What Does It Mean to Be Preapproved vs. Prequalified?
Both are important steps when securing a loan
Lenders often use the words “preapproved” and “prequalified” when talking about their lending processes for loans like mortgages. While they may sound similar, the two terms are actually quite different.
Prequalification comes first, and it’s usually a simpler, faster process than preapproval. The lender will ask you for basic financial information and quickly assess whether you might be a good candidate for a mortgage loan, personal loan, or event a credit card. Preapproval, on the other hand, requires a more thorough look at your financial situation. The lender will pull your credit report and give you a firm confirmation of the loan amount you can qualify for.
Both processes can give you an idea of your loan prospects, as well as what you might be able to afford. The key difference is that a preapproval requires lender verification and is essentially a commitment to underwriting the loan (though definitely not a final approval just yet).
What Does Prequalified Mean?
For most lenders, getting prequalified is the first step toward a loan or line of credit. You’ll need to answer a few questions about your income, assets, debts, credit, and/or projected home purchase, and if you appear to meet the lender’s basic qualification standards, they’ll give you an estimate of how much you can afford. Since you don’t need to submit any documents, you can usually complete this process over the phone or via an online form.
The main point to emphasize here is that the lender is basing their prequalification on the information you provide. They’re not verifying your income or pulling your credit, which means your credit score won’t be affected. That all comes later, as part of the preapproval process.
Take your prequalified loan amount with a grain of salt. Since the lender hasn’t verified your income or credit score, there’s a good chance it could change.
What Does Preapproved Mean?
Preapproval is a much more comprehensive evaluation of your financial standing. The lender will pull your credit report, and you’ll need to provide proof of income, such as W-2 forms and pay stubs, as well as documentation of other financial assets.
Assuming you meet the lender’s eligibility requirements, you’ll get what’s known as a “preapproval letter.” A mortgage preapproval letter is often good for 90 days. After that, the lender may need to pull your credit report again. The letter should state how much you can borrow, and in many cases, the interest rate you can expect.
Though you may be preapproved for a certain loan amount, be careful about maxing out your budget. Use a reliable calculator to gauge what you can truly afford month-to-month.
If you’re looking to buy a home, you can use the preapproval letter to help guide your search. Consider including it in any purchase offers you submit as well. Sellers are often more confident in a bid when they see that a buyer is preapproved. In some cases, it may even help you win out over other buyers.
Prequalified vs. Preapproved
|Brief assessment of your finances||Thorough assessment of your finances|
|You provide the information, online or verbally||Credit and income information is verified by documentation|
|Loan amount can change||Loan amount is more reliable|
After Getting Preapproved for a Mortgage
Once you’re preapproved, you can start shopping for a home, if you haven’t already. When you’ve found a property and the seller has accepted your offer, you may need to provide additional documentation to finalize your loan application. Your loan will then move through processing, and then underwriting, which is the final verification of your financial details against the eligibility requirements of the loan. If all goes well, you could be scheduled for closing in just a few weeks.

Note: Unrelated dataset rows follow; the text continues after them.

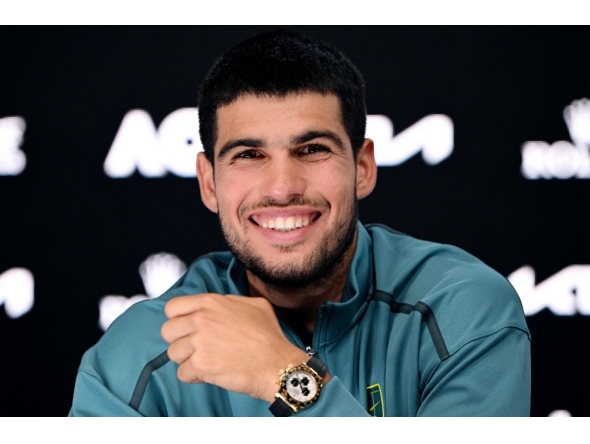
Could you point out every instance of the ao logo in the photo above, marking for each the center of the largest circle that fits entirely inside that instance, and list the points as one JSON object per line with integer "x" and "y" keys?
{"x": 562, "y": 159}
{"x": 17, "y": 291}
{"x": 158, "y": 272}
{"x": 173, "y": 147}
{"x": 565, "y": 293}
{"x": 12, "y": 159}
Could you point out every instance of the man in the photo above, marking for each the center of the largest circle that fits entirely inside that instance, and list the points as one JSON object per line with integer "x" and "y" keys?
{"x": 312, "y": 313}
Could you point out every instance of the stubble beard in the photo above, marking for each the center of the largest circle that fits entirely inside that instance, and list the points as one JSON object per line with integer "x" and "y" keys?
{"x": 314, "y": 271}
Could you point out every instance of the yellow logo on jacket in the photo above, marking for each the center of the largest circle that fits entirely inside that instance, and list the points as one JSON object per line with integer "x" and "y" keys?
{"x": 375, "y": 400}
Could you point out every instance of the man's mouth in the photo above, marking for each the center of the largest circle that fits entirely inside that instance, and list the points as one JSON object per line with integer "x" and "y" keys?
{"x": 285, "y": 223}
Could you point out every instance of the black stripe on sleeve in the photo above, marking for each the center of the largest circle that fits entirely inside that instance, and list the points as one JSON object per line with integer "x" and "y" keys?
{"x": 144, "y": 378}
{"x": 427, "y": 316}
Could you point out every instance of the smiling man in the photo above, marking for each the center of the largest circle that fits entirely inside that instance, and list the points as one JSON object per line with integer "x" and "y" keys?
{"x": 311, "y": 313}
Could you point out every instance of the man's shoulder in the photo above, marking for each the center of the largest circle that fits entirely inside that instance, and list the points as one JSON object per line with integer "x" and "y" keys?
{"x": 462, "y": 293}
{"x": 133, "y": 339}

Keep a tight rein on your finances after being preapproved. Stay up to date on your bills, avoid opening new credit cards or loans, and steer clear of racking up additional debt in the weeks leading up to your closing. You may also want to avoid changing jobs until your loan is finalized.
Preapproved vs. Prequalified: The Bottom Line
Both prequalification and preapproval are important steps in the borrowing or home buying process, but they’re not one and the same. While getting prequalified can give you a rough idea of what your loan options might look like, it’s not a commitment from a lender by any means. Preapproval will give you a solid idea of what you can afford as a borrower.